As RadarOnline.com previously reported, GCB is based on the book Good Christian Bitches by Kim Gatlin, and tells the story of one-time mean girl Amanda Vaughn (Leslie Bibb) who returns to her hometown of Dallas after the death of her Ponzi-scheming husband. Amanda has changed her ways, but the girls she left behind — former ugly duckling Carlene (Chenoweth), insecure Sharon (Jennifer Aspen) and glamorous Heather (Marisol Nichols) — won't forgive and forget.
Packed full of sex, plastic surgery and bible-quoting women in haute couture, the show is already ruffling feathers within a day of the ABC show’s premiere on Sunday.
Gainor went on to slam a specific plotline that has caused outcry among many family values groups involving one of Carlene’s rich girlfriends, who knowingly married a gay man (played by Mark Deklin) who keeps his sexuality secret from the church-going community, and is really in love with a ranch foreman, not his designer-clad wife.
“The gay plotline is just one more way that the ‘writers’ who scripted this garbage can attack those they hate -- and that seems like a long list. Next time they should try less bile and something better than a Keeping Up With The Kardashians level script,” said Gainor.
A good Christian girl in real life, Tony winner Chenoweth defended GCB’s controversial story lines and homosexual character.
"The Bible tells us that we're not supposed to judge, and people shouldn't judge before seeing the show," she told ABCNews.com. "I'm a Christian, I think that's pretty well known, and I would never do anything that I think crossed the line.
"I'd say go to church and take a look around the room and see if you see any women who might be married to a man who might be gay," she went on to say. "I'd say be very careful of judging someone who's in marriage who is gay because they don't want to be told they're going to hell. I think that happens and I think it's horrible."

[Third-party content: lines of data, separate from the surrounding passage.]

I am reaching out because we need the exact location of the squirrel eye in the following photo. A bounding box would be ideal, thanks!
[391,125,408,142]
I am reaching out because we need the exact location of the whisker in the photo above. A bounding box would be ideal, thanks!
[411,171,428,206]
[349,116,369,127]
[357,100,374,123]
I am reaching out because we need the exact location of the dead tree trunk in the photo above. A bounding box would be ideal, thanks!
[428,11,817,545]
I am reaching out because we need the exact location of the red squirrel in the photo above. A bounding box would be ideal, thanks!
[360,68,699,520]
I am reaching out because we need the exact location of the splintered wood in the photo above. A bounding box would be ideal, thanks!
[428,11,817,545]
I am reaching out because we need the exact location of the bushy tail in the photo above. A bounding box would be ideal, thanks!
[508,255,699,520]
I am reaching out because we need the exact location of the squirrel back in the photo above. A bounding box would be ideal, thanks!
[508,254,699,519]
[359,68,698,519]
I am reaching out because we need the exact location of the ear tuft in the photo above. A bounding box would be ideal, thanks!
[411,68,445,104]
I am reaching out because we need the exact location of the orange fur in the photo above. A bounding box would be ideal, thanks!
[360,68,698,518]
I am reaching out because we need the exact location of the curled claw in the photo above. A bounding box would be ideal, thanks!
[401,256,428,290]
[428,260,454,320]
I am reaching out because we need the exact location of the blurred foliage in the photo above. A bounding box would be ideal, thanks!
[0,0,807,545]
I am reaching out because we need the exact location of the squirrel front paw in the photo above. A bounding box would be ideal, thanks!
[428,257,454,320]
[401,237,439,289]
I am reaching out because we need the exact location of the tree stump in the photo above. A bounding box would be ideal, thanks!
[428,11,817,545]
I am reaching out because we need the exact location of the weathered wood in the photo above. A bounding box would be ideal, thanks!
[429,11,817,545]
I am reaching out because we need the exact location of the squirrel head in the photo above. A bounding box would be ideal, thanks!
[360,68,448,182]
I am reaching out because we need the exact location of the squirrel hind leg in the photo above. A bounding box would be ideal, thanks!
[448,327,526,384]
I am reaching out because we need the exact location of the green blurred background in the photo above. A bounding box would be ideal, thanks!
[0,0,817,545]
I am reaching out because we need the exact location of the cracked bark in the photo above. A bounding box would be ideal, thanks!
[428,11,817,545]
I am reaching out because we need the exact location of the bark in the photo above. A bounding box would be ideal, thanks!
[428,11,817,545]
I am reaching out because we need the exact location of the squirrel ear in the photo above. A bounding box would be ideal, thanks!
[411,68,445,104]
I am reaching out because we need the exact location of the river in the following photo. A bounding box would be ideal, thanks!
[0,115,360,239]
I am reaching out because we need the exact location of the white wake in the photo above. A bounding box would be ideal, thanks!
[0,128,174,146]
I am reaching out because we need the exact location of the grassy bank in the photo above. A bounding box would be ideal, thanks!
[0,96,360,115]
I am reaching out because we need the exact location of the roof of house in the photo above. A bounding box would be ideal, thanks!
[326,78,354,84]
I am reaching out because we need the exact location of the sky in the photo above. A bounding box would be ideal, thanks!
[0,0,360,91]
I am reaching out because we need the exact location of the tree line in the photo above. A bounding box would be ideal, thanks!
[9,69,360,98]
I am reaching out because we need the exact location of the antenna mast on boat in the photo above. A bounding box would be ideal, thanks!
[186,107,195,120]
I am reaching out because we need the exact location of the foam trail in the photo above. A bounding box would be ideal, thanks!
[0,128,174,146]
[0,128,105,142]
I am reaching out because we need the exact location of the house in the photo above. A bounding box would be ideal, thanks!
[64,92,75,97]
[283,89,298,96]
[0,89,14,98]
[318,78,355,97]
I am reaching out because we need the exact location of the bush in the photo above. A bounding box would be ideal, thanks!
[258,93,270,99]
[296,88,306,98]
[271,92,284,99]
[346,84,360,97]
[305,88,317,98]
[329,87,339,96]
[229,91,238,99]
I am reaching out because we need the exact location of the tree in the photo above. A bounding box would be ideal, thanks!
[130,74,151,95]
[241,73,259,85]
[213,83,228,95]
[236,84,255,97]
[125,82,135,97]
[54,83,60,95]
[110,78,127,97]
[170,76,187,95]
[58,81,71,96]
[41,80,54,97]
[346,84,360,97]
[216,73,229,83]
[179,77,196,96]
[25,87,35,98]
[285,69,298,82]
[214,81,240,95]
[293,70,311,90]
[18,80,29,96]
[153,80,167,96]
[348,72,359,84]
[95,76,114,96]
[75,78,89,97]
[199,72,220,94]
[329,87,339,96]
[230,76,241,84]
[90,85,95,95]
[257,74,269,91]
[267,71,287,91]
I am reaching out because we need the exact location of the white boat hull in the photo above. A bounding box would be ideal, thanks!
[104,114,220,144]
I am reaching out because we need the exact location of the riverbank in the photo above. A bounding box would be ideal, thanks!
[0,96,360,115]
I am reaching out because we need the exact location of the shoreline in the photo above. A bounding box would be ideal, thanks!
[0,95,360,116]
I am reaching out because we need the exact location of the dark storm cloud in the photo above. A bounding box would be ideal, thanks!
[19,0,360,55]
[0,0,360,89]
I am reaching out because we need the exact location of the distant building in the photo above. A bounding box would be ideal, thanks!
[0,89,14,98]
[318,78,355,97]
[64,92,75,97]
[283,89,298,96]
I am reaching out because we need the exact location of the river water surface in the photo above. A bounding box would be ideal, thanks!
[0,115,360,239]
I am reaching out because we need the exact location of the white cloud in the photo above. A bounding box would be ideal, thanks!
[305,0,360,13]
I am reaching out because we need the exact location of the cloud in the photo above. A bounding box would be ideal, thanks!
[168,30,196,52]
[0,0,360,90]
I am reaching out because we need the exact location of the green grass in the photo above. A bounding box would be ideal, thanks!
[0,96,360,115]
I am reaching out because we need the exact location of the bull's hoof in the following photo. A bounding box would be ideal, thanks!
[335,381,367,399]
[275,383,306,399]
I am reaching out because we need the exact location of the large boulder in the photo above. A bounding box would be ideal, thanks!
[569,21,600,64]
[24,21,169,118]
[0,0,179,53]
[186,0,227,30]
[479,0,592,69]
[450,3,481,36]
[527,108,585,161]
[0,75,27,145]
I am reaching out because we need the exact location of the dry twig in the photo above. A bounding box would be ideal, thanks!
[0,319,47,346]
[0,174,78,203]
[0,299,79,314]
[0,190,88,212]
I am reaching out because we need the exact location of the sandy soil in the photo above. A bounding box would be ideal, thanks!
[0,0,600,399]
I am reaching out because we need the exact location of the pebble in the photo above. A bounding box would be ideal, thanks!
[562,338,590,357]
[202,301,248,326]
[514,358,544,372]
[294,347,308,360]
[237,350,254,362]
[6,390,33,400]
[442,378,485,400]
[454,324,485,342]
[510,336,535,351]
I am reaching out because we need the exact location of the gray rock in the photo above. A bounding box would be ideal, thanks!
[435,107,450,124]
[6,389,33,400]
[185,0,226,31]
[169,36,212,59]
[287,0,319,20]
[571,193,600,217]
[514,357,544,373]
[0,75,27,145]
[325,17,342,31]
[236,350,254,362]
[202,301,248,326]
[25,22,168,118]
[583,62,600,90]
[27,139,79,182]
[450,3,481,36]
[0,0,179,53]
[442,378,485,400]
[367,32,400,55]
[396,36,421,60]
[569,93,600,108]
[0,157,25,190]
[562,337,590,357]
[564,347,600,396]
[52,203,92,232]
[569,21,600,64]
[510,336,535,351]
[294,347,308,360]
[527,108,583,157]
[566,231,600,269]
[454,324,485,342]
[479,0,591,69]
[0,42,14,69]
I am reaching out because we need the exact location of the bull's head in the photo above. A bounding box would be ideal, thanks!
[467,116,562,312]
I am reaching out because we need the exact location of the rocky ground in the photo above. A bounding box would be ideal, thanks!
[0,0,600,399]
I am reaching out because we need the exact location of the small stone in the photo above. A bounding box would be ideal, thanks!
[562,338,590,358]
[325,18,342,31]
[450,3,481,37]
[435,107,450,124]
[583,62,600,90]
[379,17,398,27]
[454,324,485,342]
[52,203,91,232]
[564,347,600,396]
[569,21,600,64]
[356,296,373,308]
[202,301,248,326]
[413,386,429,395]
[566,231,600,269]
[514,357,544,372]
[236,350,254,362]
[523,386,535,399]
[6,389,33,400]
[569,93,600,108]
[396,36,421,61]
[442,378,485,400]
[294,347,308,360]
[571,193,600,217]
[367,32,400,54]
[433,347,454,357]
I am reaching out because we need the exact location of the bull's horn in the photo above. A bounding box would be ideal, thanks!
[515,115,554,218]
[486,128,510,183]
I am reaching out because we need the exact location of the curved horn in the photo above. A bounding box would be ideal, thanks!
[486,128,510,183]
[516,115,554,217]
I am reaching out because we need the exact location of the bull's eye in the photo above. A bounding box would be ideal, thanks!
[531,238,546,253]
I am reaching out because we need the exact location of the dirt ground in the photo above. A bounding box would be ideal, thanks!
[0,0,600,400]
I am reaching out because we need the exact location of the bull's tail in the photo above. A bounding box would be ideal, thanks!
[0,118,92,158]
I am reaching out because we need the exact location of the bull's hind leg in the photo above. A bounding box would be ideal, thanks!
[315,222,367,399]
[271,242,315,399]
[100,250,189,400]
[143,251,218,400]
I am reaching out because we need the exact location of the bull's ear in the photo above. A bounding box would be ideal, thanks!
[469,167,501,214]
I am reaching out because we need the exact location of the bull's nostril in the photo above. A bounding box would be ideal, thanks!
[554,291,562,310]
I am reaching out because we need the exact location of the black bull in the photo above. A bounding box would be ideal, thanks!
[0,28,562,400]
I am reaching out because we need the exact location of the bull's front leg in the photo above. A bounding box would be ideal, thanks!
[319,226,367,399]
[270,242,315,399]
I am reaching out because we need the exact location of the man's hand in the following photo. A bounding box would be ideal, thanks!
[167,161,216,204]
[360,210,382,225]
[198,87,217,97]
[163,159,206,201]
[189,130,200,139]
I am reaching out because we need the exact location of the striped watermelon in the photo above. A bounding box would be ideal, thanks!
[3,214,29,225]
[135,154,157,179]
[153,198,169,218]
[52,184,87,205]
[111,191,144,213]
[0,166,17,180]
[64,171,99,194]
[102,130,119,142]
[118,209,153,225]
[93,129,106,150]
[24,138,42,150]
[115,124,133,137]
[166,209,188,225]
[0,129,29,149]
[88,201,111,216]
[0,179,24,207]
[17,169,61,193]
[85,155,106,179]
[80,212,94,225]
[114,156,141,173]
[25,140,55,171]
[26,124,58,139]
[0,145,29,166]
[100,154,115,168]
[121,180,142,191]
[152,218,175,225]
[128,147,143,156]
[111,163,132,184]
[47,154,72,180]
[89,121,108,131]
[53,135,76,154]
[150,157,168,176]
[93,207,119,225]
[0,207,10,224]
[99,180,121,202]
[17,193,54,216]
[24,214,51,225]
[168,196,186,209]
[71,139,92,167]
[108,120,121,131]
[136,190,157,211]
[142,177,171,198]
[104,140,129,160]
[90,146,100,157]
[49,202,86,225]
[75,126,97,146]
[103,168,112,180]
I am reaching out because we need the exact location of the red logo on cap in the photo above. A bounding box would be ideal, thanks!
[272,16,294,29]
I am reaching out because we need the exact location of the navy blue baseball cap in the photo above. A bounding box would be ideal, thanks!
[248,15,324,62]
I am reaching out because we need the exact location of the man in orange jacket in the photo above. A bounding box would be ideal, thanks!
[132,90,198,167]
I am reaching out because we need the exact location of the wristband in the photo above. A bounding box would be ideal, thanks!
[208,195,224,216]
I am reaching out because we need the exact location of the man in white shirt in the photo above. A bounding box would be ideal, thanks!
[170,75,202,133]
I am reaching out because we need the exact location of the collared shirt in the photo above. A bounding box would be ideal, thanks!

The Broadway star turned TV actress compared the scandal-filled soap to "chocolate cake and dessert," and thinks that it is a delicious drama even if the racy plot riles up her right wing fans.
Thanks to her musical success, Chenoweth has a huge gay following which she embraces as much as her Christian fans, and reminds anyone who criticizes her about that of a motto that her grandmother used to say.
"Even as a young child, I thought, 'Why is being gay bad?,'" she said. "I didn't understand it. So I asked my grandma, who is the best Christian I ever knew. I'd say, 'What about my friend Denny, he's gay, is he going to hell?' She told me, 'I read the Bible like I eat fish. I take the meat that serves me well but I don't choke on the bone.'"
GLAAD (the Gay & Lesbian Alliance Against Defamation) is crediting Chenoweth on her open minded attitude and support of the LGBT community.
“Kristin Chenoweth, like countless other Christian Americans, accepts her gay brothers and sisters just as they are, and as God intended them to be,” Herndon Graddick, Senior Director of Programs at GLAAD exclusively told RadarOnline.com.
“No matter what anti-gay voices would have people believe, God doesn't make mistakes. The misconception that ‘good Christian belles’ everywhere can't be accepting of LGBT people is just plain nonsense.”